Quando os que estão sob os seus cuidados estão em perigo, um homem de verdade move-se no sentido de os proteger, mesmo estando disposto a dar a sua própria vida (João 15:13). Quando ele está a conquistar uma mulher ou num relacionamento matrimonial, ele honra-a e trata-a de maneira compreensiva, sendo delicado, gentil e protetor com ela (1 Pedro 3: 7). Ele conduz amorosamente a sua esposa, tomando iniciativa e responsabilidade pelo rumo e direção do lar, mas sempre ouvindo e sempre procurando fazer o que é do seu interesse (Efésios 5:25, 28; Colossenses 3:19). Ele faz o possível para entendê-la e ser para ela o que ela precisa. Ele não a trata como alguém menor, mas como uma herdeira igual e companheira da vida eterna em Jesus Cristo (I Pedro 3: 7). Quando ele está a criar os filhos, ensina-os na Palavra de Deus e não os provoca à ira (Efésios 6: 4). Quando está no local de trabalho, faz o melhor e trabalha com todo o coração (Colossenses 3:23). Faz o possível para sustentar o lar e toma medidas para garantir que a sua família tenha provisão um dia que faleça (I Timóteo 5: 8). Quando está na igreja, mostra-se disposto a usar os seus dons para servir os outros. Quando está em posição de liderança, fica confiante em Cristo para defender a verdade e tomar as decisões corretas. Em situação de tentação, ele resiste ao diabo e permanece firme contra a carne (Tiago 4: 7). Quando uma pessoa está em necessidade,  é generoso e misericordioso com ela (2 Coríntios 9: 7, Mateus 5: 7). Quando outros falham, ele está disposto a perdoar (Efésios 4:32) e não se vinga (Romanos 12:19), pois é gentil e de bom coração (Gálatas 5: 22-23). Ele estuda a Palavra (II Timóteo 2:15) e a ensina quando tem oportunidade (II Timóteo 2: 2). Ele é um homem dedicado à oração (I Tessalonicenses 5:17), e é um homem que ama a Deus com todo o seu coração, a sua alma e as suas forças (Lucas 10:27).           

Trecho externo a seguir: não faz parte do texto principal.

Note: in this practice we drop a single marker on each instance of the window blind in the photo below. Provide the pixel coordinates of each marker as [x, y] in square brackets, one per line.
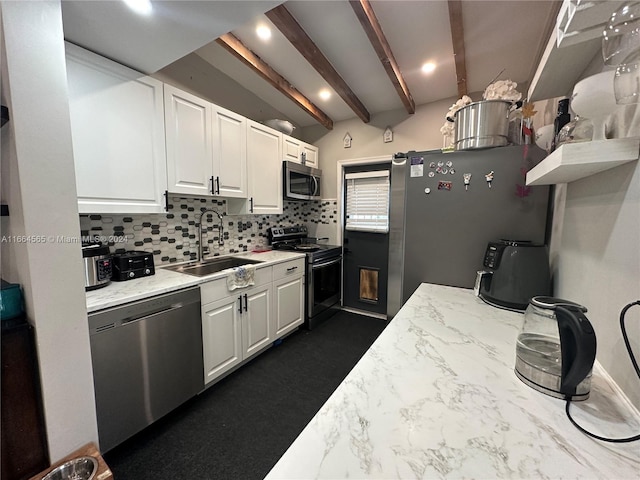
[367, 208]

O mundo precisa que os homens sejam homens, mostrando-se homens, não pelos padrões do mundo, mas pelos de Deus. A masculinidade bíblica é uma questão do coração, e é manifestada e amadurecida por um compromisso e em obediência à Palavra de Deus. Homens de verdade são homens de integridade, força interior em Cristo e coragem, dispostos a fazer o que é certo e a defender a verdade em todos os momentos e em todas as circunstâncias.

“From www.relevantbibleteaching.com by Brent Barnett”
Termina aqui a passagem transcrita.